The 13D Activist fund explicitly buys and sells stocks because other investors are, which has yielded great results until this year (it is among the four percent of actively managed funds that outperformed the market in 2012, 2013 and 2014).

We happen to think that a seven percent weight is far too much for any single stock and prefer a much more diversified portfolio.

Other managers are willing to be far more concentrated.  Take the Sequoia fund (ticker: SEQUX), which is famous in part because when Warren Buffet closed his investment partnership in the early 1970s, he recommended that his clients invest with Sequoia.

They have a terrific long-run track record (which is mostly explained by their value orientation) and rating companies like Morningstar routinely heap praise on them.

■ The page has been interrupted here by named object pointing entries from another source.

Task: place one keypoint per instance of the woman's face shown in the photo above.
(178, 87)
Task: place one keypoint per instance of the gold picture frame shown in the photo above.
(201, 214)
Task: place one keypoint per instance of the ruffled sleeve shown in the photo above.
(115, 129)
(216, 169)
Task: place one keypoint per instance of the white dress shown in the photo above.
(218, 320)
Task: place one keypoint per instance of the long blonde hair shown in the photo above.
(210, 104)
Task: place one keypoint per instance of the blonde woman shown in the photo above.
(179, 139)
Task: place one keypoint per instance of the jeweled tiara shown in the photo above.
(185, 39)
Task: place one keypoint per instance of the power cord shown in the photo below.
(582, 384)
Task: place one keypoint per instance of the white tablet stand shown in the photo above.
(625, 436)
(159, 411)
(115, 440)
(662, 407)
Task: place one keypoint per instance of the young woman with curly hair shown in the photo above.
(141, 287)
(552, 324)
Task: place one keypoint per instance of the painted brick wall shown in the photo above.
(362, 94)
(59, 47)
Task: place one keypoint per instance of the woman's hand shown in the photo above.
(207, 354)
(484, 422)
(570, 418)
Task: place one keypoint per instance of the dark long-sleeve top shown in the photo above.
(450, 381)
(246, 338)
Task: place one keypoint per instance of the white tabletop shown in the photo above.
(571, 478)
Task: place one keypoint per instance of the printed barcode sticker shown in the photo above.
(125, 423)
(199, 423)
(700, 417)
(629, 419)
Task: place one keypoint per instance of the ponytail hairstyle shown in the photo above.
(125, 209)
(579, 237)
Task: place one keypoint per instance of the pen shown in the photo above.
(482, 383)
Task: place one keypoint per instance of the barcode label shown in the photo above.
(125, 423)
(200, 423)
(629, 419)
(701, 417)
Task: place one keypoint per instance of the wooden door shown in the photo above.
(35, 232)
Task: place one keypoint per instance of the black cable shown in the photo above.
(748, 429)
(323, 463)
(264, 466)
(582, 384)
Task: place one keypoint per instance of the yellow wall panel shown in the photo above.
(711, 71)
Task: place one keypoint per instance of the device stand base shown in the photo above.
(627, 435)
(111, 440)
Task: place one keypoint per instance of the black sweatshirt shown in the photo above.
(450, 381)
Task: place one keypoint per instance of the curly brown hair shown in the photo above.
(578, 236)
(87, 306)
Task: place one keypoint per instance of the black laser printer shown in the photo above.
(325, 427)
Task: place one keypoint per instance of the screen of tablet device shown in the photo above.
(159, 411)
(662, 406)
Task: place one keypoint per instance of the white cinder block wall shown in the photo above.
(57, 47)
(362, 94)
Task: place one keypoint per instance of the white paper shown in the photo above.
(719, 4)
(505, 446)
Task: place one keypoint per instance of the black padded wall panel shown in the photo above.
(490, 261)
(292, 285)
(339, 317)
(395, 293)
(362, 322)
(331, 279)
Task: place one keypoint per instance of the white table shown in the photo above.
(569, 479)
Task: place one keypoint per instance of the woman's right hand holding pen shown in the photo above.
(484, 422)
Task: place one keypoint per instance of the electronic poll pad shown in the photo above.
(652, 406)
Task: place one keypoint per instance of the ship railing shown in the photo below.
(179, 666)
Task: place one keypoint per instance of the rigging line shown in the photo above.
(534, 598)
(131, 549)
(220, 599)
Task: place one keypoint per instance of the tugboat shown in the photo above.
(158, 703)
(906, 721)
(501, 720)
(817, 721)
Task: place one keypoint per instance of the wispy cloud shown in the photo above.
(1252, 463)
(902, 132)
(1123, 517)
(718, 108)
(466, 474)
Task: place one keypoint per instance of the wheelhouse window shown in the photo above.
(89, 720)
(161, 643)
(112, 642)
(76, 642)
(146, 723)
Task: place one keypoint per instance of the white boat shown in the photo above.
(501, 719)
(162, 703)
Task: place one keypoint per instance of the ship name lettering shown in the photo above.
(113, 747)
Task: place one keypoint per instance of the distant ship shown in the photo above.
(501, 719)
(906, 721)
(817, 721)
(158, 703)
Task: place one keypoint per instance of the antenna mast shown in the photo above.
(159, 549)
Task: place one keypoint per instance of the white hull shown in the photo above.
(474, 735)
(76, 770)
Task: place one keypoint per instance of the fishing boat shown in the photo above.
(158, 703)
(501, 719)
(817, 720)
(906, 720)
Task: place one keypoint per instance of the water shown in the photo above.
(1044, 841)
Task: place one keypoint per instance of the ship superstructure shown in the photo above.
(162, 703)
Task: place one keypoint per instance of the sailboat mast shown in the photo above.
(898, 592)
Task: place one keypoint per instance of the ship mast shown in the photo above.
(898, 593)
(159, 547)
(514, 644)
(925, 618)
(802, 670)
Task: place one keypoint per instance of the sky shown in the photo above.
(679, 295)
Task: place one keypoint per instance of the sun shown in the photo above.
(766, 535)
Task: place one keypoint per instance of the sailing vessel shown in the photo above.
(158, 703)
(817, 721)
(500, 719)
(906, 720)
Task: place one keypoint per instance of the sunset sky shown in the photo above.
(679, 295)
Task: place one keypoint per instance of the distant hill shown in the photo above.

That has come to a screeching halt this year because they invested more than a third of the fund in Valeant and have apparently been adding to the stock as it has sold off (as you might expect from a value investor).

The fund is down eight percent this year, but more surprisingly, two of their five independent directors abruptly resigned, ostensibly because they were unhappy about how the fund is being managed.

Fumbling on concentrated bets isn’t new – I profiled a massive bet by the Fairholme fund (ticker: FAIRX) on AIG that cost them a -32.42 percent drop in 2011.

The 13D Activist and Sequoia fund performance is just another story of how big bets can come back and bite you.  I’m reminded of an old market saying that we really like, ‘diversification is the only free lunch, so enjoy a large portion.’